2011.04.18 文春写真館

日本で最初のCMソングを作った三木鶏郎

文・写真: 「文藝春秋」写真資料部

日本で最初のCMソングを作った三木鶏郎

 日本で最初のCMソングは何かごぞんじだろうか。昭和二十六年(一九五一年)、三木鶏郎(本名繁田裕司)が作曲した「僕はアマチュアカメラマン」。歌は灰田勝彦だった。また、「ワ・ワ・ワ・輪が三つ」(ミツワ石鹸)「明るいナショナル」(松下電器・松下電工)「キリンレモン」など数多くのCMソングを手がけて、多くの人々に親しまれた。
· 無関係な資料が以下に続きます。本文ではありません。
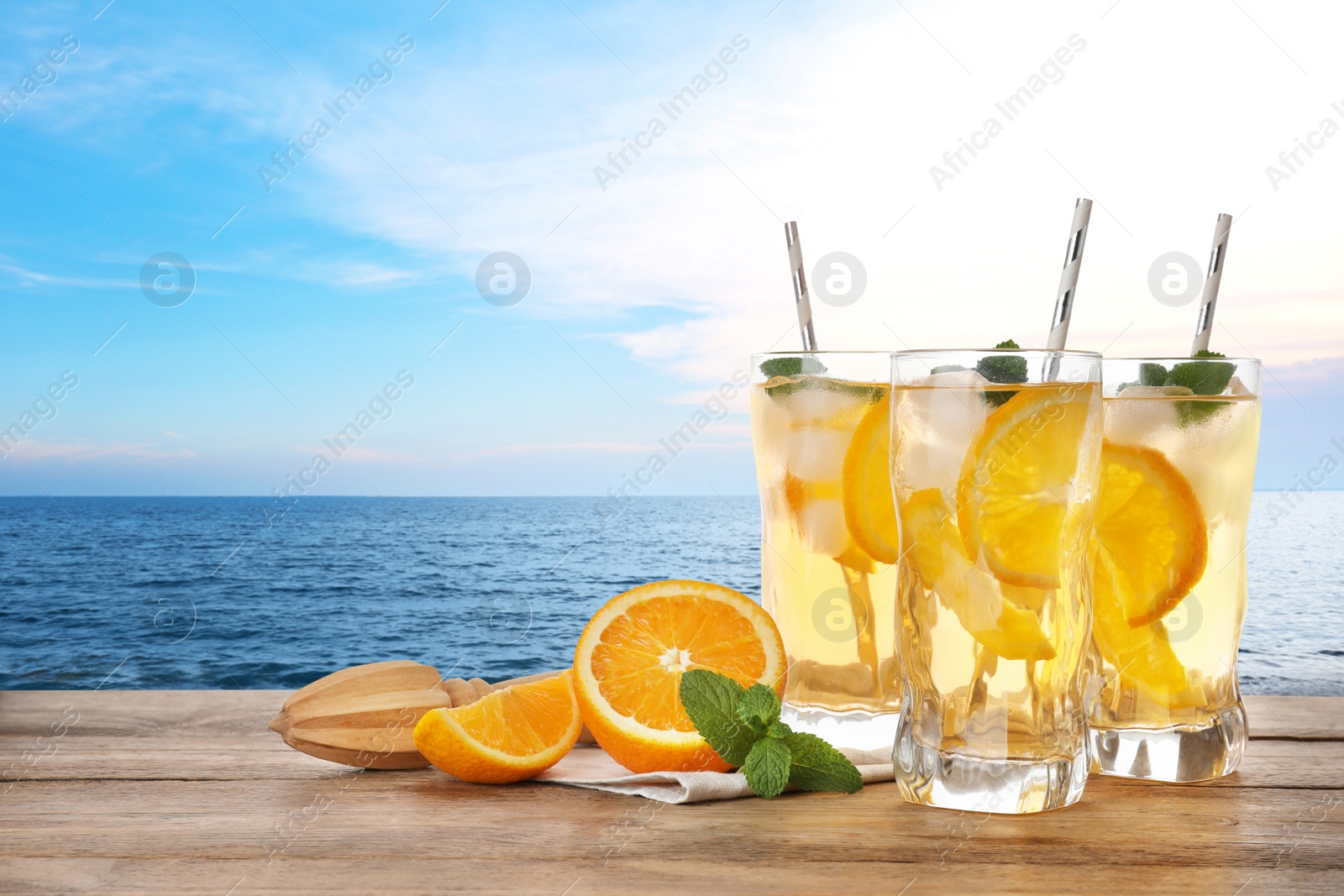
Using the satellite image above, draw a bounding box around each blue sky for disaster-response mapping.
[0,0,1344,495]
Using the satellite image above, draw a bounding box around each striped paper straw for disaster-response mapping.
[1189,215,1232,356]
[1046,199,1091,349]
[784,220,817,352]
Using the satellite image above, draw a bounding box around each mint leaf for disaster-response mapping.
[679,669,761,766]
[976,338,1026,383]
[742,737,791,799]
[761,356,827,379]
[737,685,780,733]
[785,732,863,794]
[1167,361,1236,395]
[764,373,887,401]
[1167,349,1236,426]
[976,338,1026,407]
[1138,363,1168,385]
[680,669,863,799]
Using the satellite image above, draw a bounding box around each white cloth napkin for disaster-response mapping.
[533,744,895,804]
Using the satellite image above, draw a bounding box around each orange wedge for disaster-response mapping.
[900,489,1055,659]
[574,579,786,773]
[1091,540,1200,710]
[1093,442,1208,627]
[842,395,900,563]
[414,669,583,784]
[957,385,1097,589]
[1091,442,1208,710]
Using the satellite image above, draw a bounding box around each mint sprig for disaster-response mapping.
[1121,348,1236,426]
[976,338,1026,407]
[680,669,863,799]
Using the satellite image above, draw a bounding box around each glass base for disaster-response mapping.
[780,703,900,762]
[891,723,1087,815]
[1090,701,1246,783]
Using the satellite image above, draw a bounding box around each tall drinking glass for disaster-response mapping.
[1089,358,1261,782]
[891,351,1102,813]
[751,352,900,751]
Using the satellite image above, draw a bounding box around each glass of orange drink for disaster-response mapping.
[751,352,900,751]
[1089,358,1261,782]
[891,349,1102,813]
 三木鶏郎は大正三年(一九一四年)生まれ。東京帝国大学を卒業後、日産化学に入社するが、すぐに応召し、陸軍経理学校に入る。戦後、ラジオ出演をきっかけに、コントに音楽を取り込み社会や政治を風刺する「冗談音楽」でラジオの寵児となる。

 昭和二十年代、娯楽の少なかった時代に、「日曜娯楽版」「ユーモア劇場」で圧倒的人気を博した。その後、テレビでは、「鉄人28号」「トムとジェリー」「ジャングル大帝」などのテーマソングを手がけた。

 彼のスタッフはトリローグループと呼ばれ、作家のキノトール、永六輔、神吉拓郎、野坂昭如、また作曲家に神津善行、いずみたく、桜井順ら錚々たる顔ぶれがいた。

 平成六年(一九九四年)没。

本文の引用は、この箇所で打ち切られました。